From Duolingo to Babbel , via Busuu or Qioz , there are countless applications for learning languages on the Internet, at home, on your computer, or on your laptop, between two metro stations. Along with teaching programming, this is undoubtedly one of the most promising areas in the field of online education.
The players that dominate the market each have their own brand. Duolingo, which leads the race in terms of audience with several hundreds of millions of accounts created, specializes in simple exercises, such as hole texts or multiple choice questions, aimed at assimilating basic vocabulary.
Other applications have a more assertive social dimension. This is the case of Busuu, which links the users of the site and encourages them to start a conversation on specific topics. In a way, they have to improvise guardians for each other. As for Qioz, a French actor, he plays the learning card more with the series.

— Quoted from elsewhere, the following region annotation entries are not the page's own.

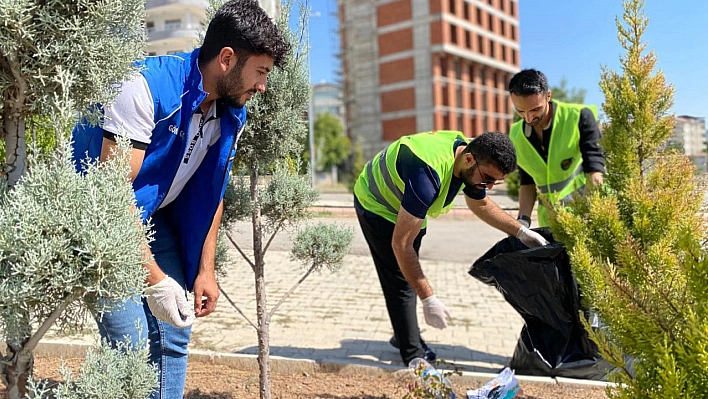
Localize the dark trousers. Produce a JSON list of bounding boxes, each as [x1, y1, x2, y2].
[[357, 206, 425, 365]]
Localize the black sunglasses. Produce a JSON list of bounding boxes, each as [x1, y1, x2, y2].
[[473, 164, 501, 190]]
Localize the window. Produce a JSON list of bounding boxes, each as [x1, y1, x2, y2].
[[439, 111, 450, 130], [441, 83, 450, 106], [165, 19, 182, 30]]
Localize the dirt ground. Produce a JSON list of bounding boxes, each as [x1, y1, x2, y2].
[[0, 357, 607, 399]]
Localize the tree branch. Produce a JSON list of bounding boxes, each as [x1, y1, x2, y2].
[[226, 231, 256, 272], [22, 288, 83, 352], [268, 263, 317, 317], [216, 281, 258, 331]]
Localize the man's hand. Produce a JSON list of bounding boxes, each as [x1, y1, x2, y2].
[[516, 225, 548, 248], [423, 295, 452, 329], [145, 276, 194, 328], [194, 272, 220, 317]]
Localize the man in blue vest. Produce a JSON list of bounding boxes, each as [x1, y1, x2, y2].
[[73, 0, 290, 399], [509, 69, 605, 227]]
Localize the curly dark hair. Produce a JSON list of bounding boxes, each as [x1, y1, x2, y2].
[[509, 69, 548, 97], [199, 0, 290, 68], [464, 132, 516, 175]]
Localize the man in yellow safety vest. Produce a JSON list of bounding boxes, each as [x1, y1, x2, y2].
[[509, 69, 605, 226]]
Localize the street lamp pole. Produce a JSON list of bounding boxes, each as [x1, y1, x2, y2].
[[307, 11, 321, 188]]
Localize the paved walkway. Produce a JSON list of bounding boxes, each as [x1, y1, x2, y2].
[[47, 188, 523, 373]]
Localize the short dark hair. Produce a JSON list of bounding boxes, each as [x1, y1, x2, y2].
[[464, 132, 516, 175], [199, 0, 290, 68], [509, 69, 548, 97]]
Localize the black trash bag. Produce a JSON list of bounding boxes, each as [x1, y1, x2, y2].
[[469, 228, 612, 380]]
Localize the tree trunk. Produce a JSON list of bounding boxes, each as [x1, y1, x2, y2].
[[2, 103, 27, 187], [251, 165, 271, 399], [0, 58, 28, 187], [2, 338, 34, 399]]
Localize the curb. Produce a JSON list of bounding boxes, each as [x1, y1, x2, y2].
[[307, 205, 524, 221], [34, 340, 616, 387]]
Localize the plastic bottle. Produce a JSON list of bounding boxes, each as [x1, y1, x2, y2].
[[408, 357, 455, 399]]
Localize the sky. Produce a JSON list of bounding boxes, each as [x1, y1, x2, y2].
[[300, 0, 708, 116]]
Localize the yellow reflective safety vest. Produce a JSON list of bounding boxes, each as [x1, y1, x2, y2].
[[354, 130, 467, 227], [509, 100, 597, 227]]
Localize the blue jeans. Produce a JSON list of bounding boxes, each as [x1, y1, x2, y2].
[[98, 212, 192, 399]]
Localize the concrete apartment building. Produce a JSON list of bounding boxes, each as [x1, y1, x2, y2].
[[312, 82, 345, 125], [338, 0, 520, 158], [145, 0, 280, 55]]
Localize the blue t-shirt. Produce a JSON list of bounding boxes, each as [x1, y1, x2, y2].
[[396, 139, 487, 219]]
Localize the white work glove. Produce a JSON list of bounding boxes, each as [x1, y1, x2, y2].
[[145, 276, 194, 328], [423, 295, 452, 329], [516, 224, 548, 248]]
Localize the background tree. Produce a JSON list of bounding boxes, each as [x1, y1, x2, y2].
[[551, 76, 587, 104], [551, 0, 708, 398], [212, 0, 353, 399], [0, 0, 145, 186], [504, 76, 587, 201], [0, 0, 156, 398]]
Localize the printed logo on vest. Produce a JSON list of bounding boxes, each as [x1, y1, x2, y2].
[[561, 158, 573, 170]]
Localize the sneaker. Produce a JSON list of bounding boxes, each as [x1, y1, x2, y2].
[[388, 335, 438, 362]]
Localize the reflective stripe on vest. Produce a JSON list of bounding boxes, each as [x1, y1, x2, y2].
[[538, 164, 583, 194], [354, 131, 465, 227], [366, 146, 403, 217]]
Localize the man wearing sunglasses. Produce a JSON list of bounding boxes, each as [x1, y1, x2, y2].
[[509, 69, 605, 227], [354, 131, 548, 364]]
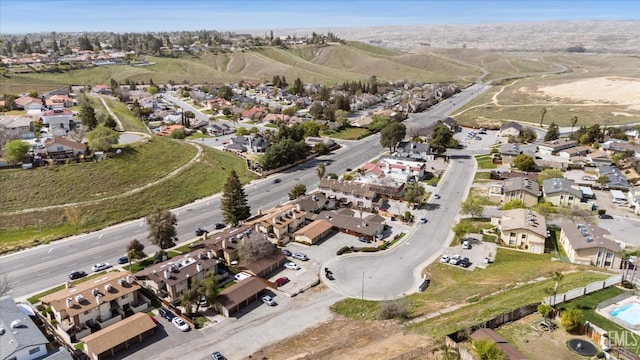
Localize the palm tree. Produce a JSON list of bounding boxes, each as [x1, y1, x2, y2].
[[571, 115, 578, 132], [551, 271, 564, 307], [316, 163, 327, 180], [540, 108, 547, 127]]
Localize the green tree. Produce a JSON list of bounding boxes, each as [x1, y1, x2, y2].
[[460, 196, 484, 218], [404, 182, 425, 205], [544, 122, 560, 141], [87, 125, 120, 151], [540, 108, 547, 127], [380, 121, 407, 153], [4, 139, 31, 165], [471, 339, 507, 360], [502, 199, 527, 210], [146, 209, 178, 250], [220, 170, 251, 227], [289, 184, 307, 200], [560, 309, 582, 333], [316, 163, 327, 179], [218, 85, 233, 101], [429, 122, 453, 155], [79, 101, 98, 130], [513, 154, 536, 171]]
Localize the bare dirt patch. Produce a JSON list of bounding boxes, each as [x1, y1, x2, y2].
[[537, 76, 640, 110], [247, 318, 432, 360]]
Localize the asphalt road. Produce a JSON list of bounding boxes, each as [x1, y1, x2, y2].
[[0, 85, 485, 298]]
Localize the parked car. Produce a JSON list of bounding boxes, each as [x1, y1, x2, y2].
[[418, 278, 431, 292], [91, 263, 111, 271], [291, 252, 309, 261], [284, 261, 300, 270], [194, 228, 209, 236], [211, 351, 227, 360], [158, 308, 176, 321], [260, 295, 276, 306], [458, 257, 471, 268], [171, 316, 191, 331], [69, 271, 87, 280]]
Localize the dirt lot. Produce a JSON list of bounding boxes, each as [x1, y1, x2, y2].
[[247, 318, 432, 360], [497, 313, 597, 360]]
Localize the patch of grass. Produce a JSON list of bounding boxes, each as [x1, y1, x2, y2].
[[320, 127, 371, 140], [105, 98, 148, 133], [331, 298, 379, 320], [407, 268, 607, 338]]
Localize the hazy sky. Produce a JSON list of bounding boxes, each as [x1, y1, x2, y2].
[[0, 0, 640, 33]]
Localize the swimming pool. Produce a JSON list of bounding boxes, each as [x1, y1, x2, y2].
[[609, 303, 640, 327]]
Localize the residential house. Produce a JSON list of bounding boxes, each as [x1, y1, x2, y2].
[[293, 219, 333, 245], [470, 328, 529, 360], [377, 156, 427, 183], [538, 138, 578, 155], [319, 179, 376, 209], [395, 141, 435, 161], [245, 204, 305, 245], [317, 208, 386, 240], [214, 276, 267, 317], [560, 223, 622, 270], [597, 165, 631, 191], [498, 121, 522, 137], [0, 116, 34, 141], [82, 312, 156, 360], [502, 177, 540, 207], [491, 209, 547, 254], [40, 271, 150, 344], [135, 248, 218, 301], [0, 296, 49, 360], [42, 109, 76, 136], [44, 136, 87, 160], [542, 178, 582, 207]]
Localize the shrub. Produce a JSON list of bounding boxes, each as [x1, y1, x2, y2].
[[377, 299, 409, 320], [560, 309, 582, 333], [336, 246, 351, 255]]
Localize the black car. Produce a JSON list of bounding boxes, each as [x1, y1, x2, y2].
[[158, 308, 176, 321], [69, 271, 87, 280], [194, 228, 209, 236]]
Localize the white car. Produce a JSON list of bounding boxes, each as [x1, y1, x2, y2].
[[91, 263, 111, 271], [171, 316, 191, 331], [284, 261, 300, 270], [260, 295, 276, 306]]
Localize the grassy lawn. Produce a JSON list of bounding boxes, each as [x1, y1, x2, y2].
[[320, 127, 371, 140], [0, 140, 255, 253], [557, 286, 640, 354], [331, 249, 608, 337], [104, 99, 147, 133], [475, 155, 498, 169]]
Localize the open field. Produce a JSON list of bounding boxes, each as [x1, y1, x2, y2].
[[0, 138, 253, 253]]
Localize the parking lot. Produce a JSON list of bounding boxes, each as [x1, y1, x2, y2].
[[443, 237, 497, 271]]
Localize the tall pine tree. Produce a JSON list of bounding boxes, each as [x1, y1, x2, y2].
[[220, 170, 251, 226]]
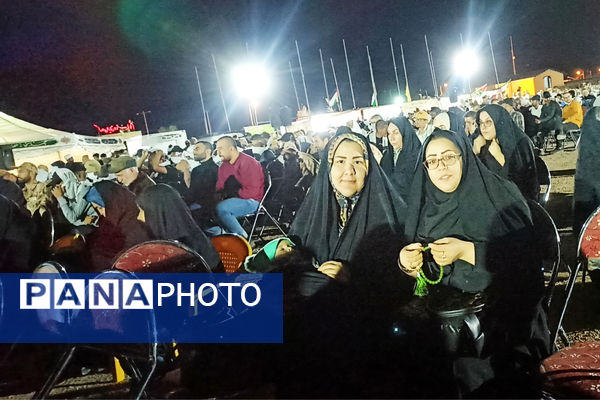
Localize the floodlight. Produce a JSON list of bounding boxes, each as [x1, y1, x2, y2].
[[454, 50, 479, 77], [232, 63, 270, 103]]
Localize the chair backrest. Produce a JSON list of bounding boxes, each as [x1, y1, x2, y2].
[[112, 240, 210, 273], [527, 200, 560, 307], [535, 156, 552, 205], [211, 233, 252, 273], [577, 203, 600, 259], [86, 269, 158, 348]]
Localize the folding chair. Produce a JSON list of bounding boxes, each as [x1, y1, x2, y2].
[[33, 270, 159, 399], [112, 240, 210, 273], [244, 170, 286, 242], [551, 207, 600, 352], [562, 129, 581, 151], [535, 156, 552, 206], [211, 233, 252, 274]]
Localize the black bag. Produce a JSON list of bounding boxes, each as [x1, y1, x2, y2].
[[427, 286, 485, 358]]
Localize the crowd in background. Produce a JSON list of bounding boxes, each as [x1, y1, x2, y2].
[[0, 82, 600, 396]]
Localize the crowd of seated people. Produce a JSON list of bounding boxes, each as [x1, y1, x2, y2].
[[0, 88, 600, 397]]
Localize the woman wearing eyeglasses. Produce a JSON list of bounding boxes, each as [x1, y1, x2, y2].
[[398, 130, 548, 397], [473, 104, 540, 201]]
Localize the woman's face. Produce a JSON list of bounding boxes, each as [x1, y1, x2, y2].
[[465, 113, 478, 135], [388, 122, 402, 150], [479, 111, 496, 140], [331, 140, 368, 197], [425, 138, 462, 193]]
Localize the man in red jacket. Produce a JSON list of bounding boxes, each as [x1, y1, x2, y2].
[[216, 136, 265, 238]]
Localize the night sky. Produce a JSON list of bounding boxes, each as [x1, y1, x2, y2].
[[0, 0, 600, 136]]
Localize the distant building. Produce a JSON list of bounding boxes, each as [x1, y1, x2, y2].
[[496, 68, 565, 97]]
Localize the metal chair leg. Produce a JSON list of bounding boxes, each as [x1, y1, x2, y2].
[[552, 262, 581, 346], [32, 346, 77, 399]]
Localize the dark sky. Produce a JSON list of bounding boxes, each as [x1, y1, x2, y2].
[[0, 0, 600, 135]]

Even grandes écoles and universities are now part of it, through MOOCs, these free online courses offered on platforms like Fun or Coursera. In their offer, the language MOOCs are the ones with the largest audiences.
They sometimes reached half a million subscribers, and exceeded 100,000 users for certain French as a foreign language courses, a record. By way of comparison, the average number of registrants for French MOOCs generally fluctuated between 5,000 and 10,000 during their golden years.
From this popularity and this diversity of approaches, can we conclude that language learning has become more democratic? The situation is naturally not as simple, as the work of researchers who have studied the functioning of these sites shows. The potential offered by digital is certainly explored, but remains under-exploited.
The limits of classic applications
The assessments of specialized applications in multiple response questionnaires, the type of Duolingo regularly link the superficiality of learning undertaken through this. In other words, the application allows a first initiation, but as soon as one is interested in the effective mastery of grammar rules, conjugation, or in-depth knowledge of idiomatic expressions, one cannot be content with it.
In the case of communication-centric applications , such as Busuu, efficiency remains limited there too. Written conversations between users are difficult to make fruitful for millions of people in a fully automated way.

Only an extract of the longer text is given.